Budaj platooning with Andrei Vasilevskiy might work really well for Tampa Bay. The latter isn’t a slouch by any stretch, and maybe Budaj’s stats improve a bit if he starts getting more rest between starts. With Quick between the pipes, Los Angeles are better than they were a short time ago in my view, but that’s not due to a trade. I think the Kings were better with Quick/Budaj than with Quick/Bishop and the relative stats this season speak for themselves. Bishop is an average goalie who was part of some playoff success from not long ago. However, Budaj is the opposite of a ghost: he’s a guy that has weak historical stats, but good ones right now. LA should have ridden that.

Pat Iversen, writing at SBnation.com, offers this on the Bishop trade: “Step back from the trade for a second, and you find this makes all kinds of sense for the Kings. The Kings have 21 games left. Of those, 10 of them are in back-to-back situations. Any team in L.A.’s position…would need to ride their elite goalie without rest the whole way to make the playoffs.”

Iversen suggests, correctly, that the Kings can’t have Quick playing the back-to-back situations. However, how the trade “makes all kinds of sense” remains entirely unexplained. What was wrong with Budaj, a much-much-MUCH cheaper goaltender than Bishop with better stats, relieving Quick? That’s the issue at hand. All Iversen states is that teams need back-up goalies to deal with fatigue to the main goalie.

Yes, we know that.

Jayke Gilletz, someone on Twitter, has a better grasp than Iversen: “@LAKings Why did you trade Budaj who put up better numbers then Bishop did?” <sic> (February 28th). Better numbers at like 1/10th the price. Spotrac says Ben Bishop gets paid $5.95M per year while Budaj, from the same source, gets $600,000.

At this point, I think people might interject the phrase “playoff goalie” and reference Bishop’s save percentage in the playoffs the last couple of seasons. The same people might prefer to have Corey Crawford right now than Devyn Dubnyk.

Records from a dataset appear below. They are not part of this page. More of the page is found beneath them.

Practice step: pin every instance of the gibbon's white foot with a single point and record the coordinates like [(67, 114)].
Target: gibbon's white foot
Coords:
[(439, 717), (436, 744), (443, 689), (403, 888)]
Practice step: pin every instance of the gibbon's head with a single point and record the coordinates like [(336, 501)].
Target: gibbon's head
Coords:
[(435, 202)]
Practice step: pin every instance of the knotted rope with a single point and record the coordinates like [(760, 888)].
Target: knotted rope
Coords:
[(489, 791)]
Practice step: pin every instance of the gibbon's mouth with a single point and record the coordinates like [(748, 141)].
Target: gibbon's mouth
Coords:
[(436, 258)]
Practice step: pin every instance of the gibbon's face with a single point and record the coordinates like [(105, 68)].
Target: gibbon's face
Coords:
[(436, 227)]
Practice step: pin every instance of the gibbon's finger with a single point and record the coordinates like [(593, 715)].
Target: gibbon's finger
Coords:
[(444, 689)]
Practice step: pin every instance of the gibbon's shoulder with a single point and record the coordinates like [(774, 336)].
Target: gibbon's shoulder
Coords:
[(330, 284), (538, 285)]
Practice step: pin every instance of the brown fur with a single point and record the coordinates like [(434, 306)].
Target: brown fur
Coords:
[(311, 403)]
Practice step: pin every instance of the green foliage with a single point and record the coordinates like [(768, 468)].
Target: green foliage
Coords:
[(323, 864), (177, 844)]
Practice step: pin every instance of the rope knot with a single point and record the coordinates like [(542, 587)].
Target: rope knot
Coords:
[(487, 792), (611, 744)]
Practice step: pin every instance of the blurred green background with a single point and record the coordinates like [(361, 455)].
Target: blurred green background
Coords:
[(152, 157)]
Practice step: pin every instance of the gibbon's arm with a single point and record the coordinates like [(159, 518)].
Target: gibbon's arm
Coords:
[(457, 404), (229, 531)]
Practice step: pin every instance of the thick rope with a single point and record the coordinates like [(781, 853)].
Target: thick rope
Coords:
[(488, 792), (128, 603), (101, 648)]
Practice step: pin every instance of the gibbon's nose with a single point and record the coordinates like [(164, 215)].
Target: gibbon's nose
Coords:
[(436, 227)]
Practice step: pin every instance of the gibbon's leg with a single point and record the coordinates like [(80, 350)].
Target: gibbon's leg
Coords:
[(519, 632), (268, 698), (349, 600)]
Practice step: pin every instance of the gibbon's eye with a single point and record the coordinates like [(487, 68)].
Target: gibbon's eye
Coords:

People that think like that are the ones that good GM’s target for trades and, make no mistake, Steve Yzerman schooled Los Angeles here.

That said, the Kings aren’t dead in the water, but the trades they made did nothing substantial. Heading into the post-deadline home stretch, the Kings’ hopes largely rest on a hot streak from Quick, one that could be coming. He may have been injured all season, but if he’s healthy now, then he shouldn’t have any other niggling injuries precisely because he hasn’t been playing all season. The same can’t be said about players that have logged 50+ games season-to-date.

I don’t like the trades, but I do like LA’s chances of making the post-season if there’s nothing wrong with Quick. If it comes down to Bishop saving the Kings, then I don’t know what people are seeing. He’s a big reason why Tampa Bay are buried underneath four teams for the 2nd Wild Card spot, despite a recent hot streak. Small wonder Yzerman traded him.